Hello everyone, i am struggling with tranining my car detection model.
Dataset contains crossroads (about 60, but many with <10 pictures), with labeled cars in coco format. Firstly there was 11 classes, but in new annotations we added 2 extra classes, so my training divided by half (with old annotations, and with new).
First, I trained model RFDETRMedium on half of my dataset (full ds - 32k, half - 16k) from pretrain weights from the box. I used default parameters (lr=1e-4, resolution 576x576 and etc).
I trained with two parts, first with 11 classes (150 epochs), second with adding 2 classes (~100 epochs).
And it was trained well: mAP50 ~= 0.87 on 13 classes, train loss ~= 3.87, test loss ~= 4.38.
Also, I was training this part on GPU A100 (with batch_size=16, grad_accum_steps=1)

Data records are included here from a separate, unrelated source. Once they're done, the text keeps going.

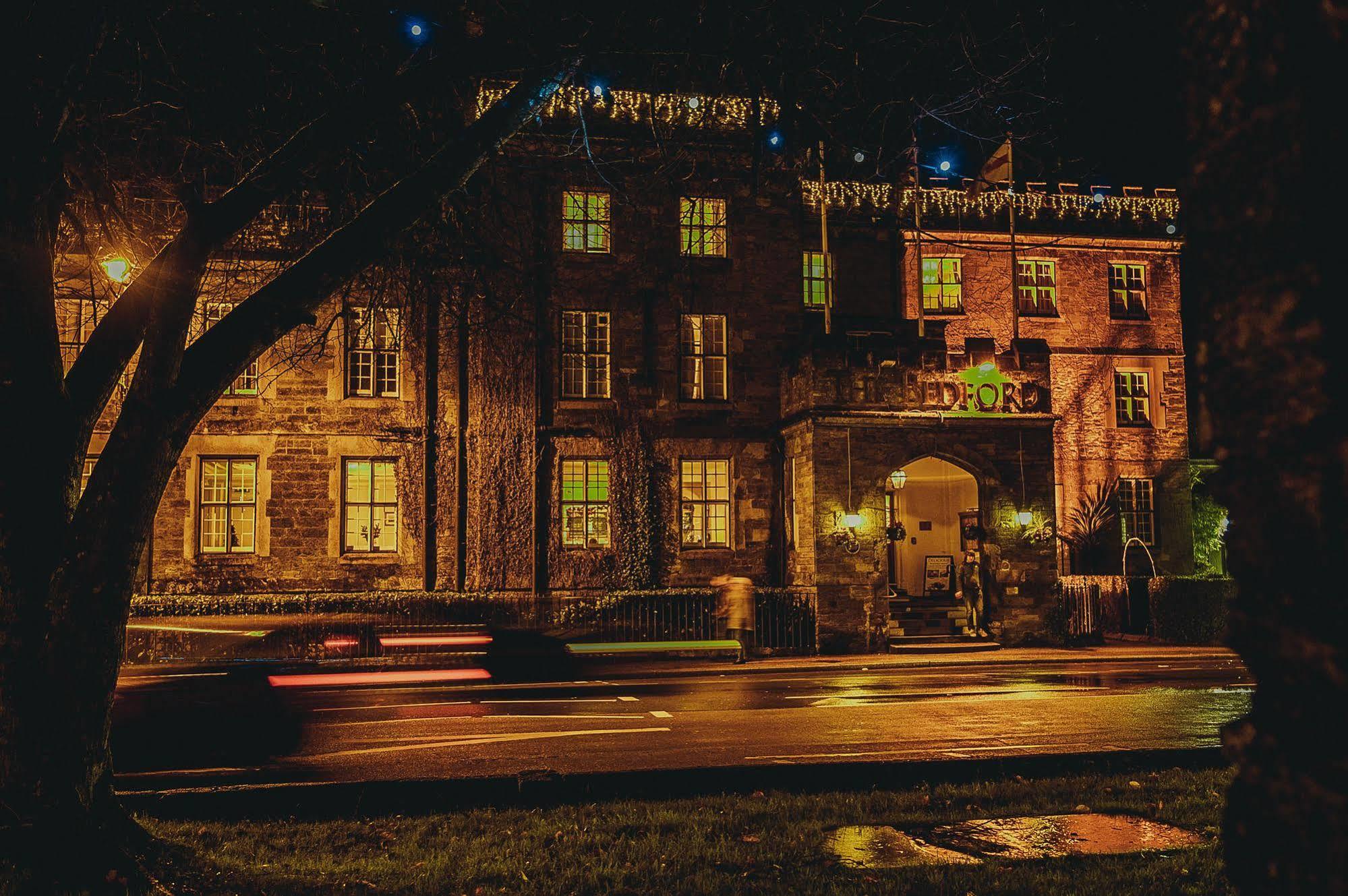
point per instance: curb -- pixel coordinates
(313, 801)
(887, 665)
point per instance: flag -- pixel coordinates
(995, 170)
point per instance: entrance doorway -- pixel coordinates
(935, 504)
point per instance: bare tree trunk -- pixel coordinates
(1262, 275)
(67, 561)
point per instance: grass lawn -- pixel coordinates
(762, 844)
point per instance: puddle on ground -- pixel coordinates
(1018, 837)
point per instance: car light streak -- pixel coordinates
(434, 640)
(398, 677)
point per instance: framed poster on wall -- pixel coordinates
(937, 574)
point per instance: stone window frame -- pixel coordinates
(1144, 518)
(1037, 287)
(1129, 302)
(941, 283)
(372, 504)
(703, 227)
(587, 229)
(380, 357)
(585, 355)
(210, 313)
(587, 503)
(705, 503)
(817, 270)
(228, 503)
(700, 355)
(73, 330)
(1127, 399)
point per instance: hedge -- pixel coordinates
(1190, 609)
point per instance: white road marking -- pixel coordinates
(484, 739)
(979, 693)
(143, 678)
(469, 719)
(570, 700)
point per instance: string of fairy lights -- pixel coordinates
(635, 107)
(948, 202)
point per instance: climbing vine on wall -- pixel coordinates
(641, 484)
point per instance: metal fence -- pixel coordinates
(1082, 611)
(392, 626)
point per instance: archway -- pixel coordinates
(936, 503)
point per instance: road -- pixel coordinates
(726, 720)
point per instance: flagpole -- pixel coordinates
(1016, 267)
(824, 245)
(917, 240)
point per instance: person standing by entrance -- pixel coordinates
(971, 591)
(735, 604)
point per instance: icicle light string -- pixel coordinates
(635, 107)
(943, 201)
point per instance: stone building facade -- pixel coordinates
(633, 382)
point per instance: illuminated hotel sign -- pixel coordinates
(978, 391)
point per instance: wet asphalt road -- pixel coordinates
(716, 720)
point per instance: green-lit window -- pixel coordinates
(704, 371)
(701, 225)
(943, 286)
(372, 348)
(370, 506)
(1037, 287)
(228, 507)
(86, 472)
(1129, 291)
(247, 382)
(585, 504)
(585, 355)
(585, 222)
(819, 272)
(1138, 510)
(1133, 398)
(705, 503)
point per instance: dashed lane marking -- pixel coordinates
(484, 739)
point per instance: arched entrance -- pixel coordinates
(933, 504)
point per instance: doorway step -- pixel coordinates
(929, 626)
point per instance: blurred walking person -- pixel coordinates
(735, 605)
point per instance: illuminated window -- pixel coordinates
(1129, 291)
(1132, 398)
(370, 506)
(76, 320)
(585, 348)
(705, 503)
(1137, 510)
(585, 224)
(701, 225)
(585, 504)
(86, 472)
(247, 382)
(704, 369)
(1037, 287)
(372, 352)
(943, 286)
(228, 504)
(819, 272)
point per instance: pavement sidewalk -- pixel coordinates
(1115, 653)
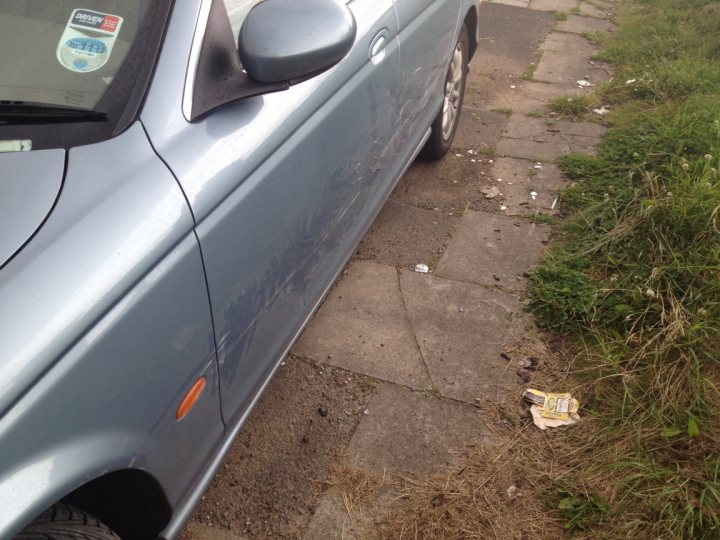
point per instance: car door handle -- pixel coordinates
(377, 45)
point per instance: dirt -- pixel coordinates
(275, 473)
(272, 480)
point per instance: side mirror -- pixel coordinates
(293, 40)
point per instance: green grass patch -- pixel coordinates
(634, 284)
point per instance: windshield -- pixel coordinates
(60, 58)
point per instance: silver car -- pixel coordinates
(180, 184)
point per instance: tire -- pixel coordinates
(442, 130)
(63, 522)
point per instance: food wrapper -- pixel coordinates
(561, 407)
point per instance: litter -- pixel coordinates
(552, 410)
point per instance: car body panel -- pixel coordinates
(178, 250)
(273, 225)
(77, 305)
(109, 403)
(426, 35)
(29, 185)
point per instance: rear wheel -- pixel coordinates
(445, 124)
(63, 522)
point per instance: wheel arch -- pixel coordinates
(471, 22)
(130, 502)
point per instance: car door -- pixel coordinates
(282, 187)
(427, 28)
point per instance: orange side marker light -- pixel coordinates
(191, 398)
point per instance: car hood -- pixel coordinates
(29, 185)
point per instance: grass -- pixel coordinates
(634, 286)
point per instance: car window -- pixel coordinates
(237, 11)
(64, 53)
(74, 72)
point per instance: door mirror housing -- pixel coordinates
(288, 41)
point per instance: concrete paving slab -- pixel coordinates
(553, 5)
(409, 432)
(492, 250)
(462, 329)
(579, 25)
(514, 3)
(447, 185)
(566, 59)
(403, 235)
(478, 129)
(599, 11)
(521, 178)
(534, 96)
(200, 531)
(534, 139)
(362, 327)
(545, 150)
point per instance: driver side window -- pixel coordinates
(237, 11)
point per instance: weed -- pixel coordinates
(540, 218)
(634, 283)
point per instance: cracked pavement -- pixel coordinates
(433, 342)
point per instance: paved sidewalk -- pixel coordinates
(435, 346)
(434, 341)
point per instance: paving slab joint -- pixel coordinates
(435, 388)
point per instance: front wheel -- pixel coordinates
(63, 522)
(445, 124)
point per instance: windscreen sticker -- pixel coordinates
(88, 40)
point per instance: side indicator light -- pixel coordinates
(190, 398)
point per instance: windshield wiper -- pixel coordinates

mAP50 graphic - https://ibb.co/mFJJGGX1
Then I wanted to train on full dataset, so i saved my images/labels from validation to new dataset and added second half of my full dataset. I have set this params
import os
os.environ[‘MASTER_ADDR’]=‘localhost’
os.environ[‘MASTER_PORT’]=‘5678’
os.environ[‘WORLD_SIZE’]=‘1’
os.environ[‘RANK’]=‘0’
os.environ[‘LOCAL_RANK’]=‘0’
from rfdetr import RFDETRMedium
model = RFDETRMedium(pretrain_weights=‘inference/checkpoint_best_total.pth’)
model.train(
dataset_dir=‘data/new_car_ds’,
epochs=50,
batch_size=4,
resolution=768,
grad_accum_steps=4,
lr=2e-5,
output_dir=‘finetune_04.03.2026’,
checkpoint_interval=1,
)
and best checkpoint from my last training. In this part of training I used GPU A30. But now mertrics is not that good.
mAP50 graphic:
Test_loss graphic - now test loss hosted at ImgBB — ImgBB
So i trained my model for 23 epochs, and it doesn’t study like before. I also tried to train my model with lr=1e-4, but it was not good too.
I think the problem is that first dataset was very easy (low amount of small objects), but in new version there was added many hard crossroads. Maybe I need to configure my hyperparameters smarter? Is there some advices that you can give me on this task?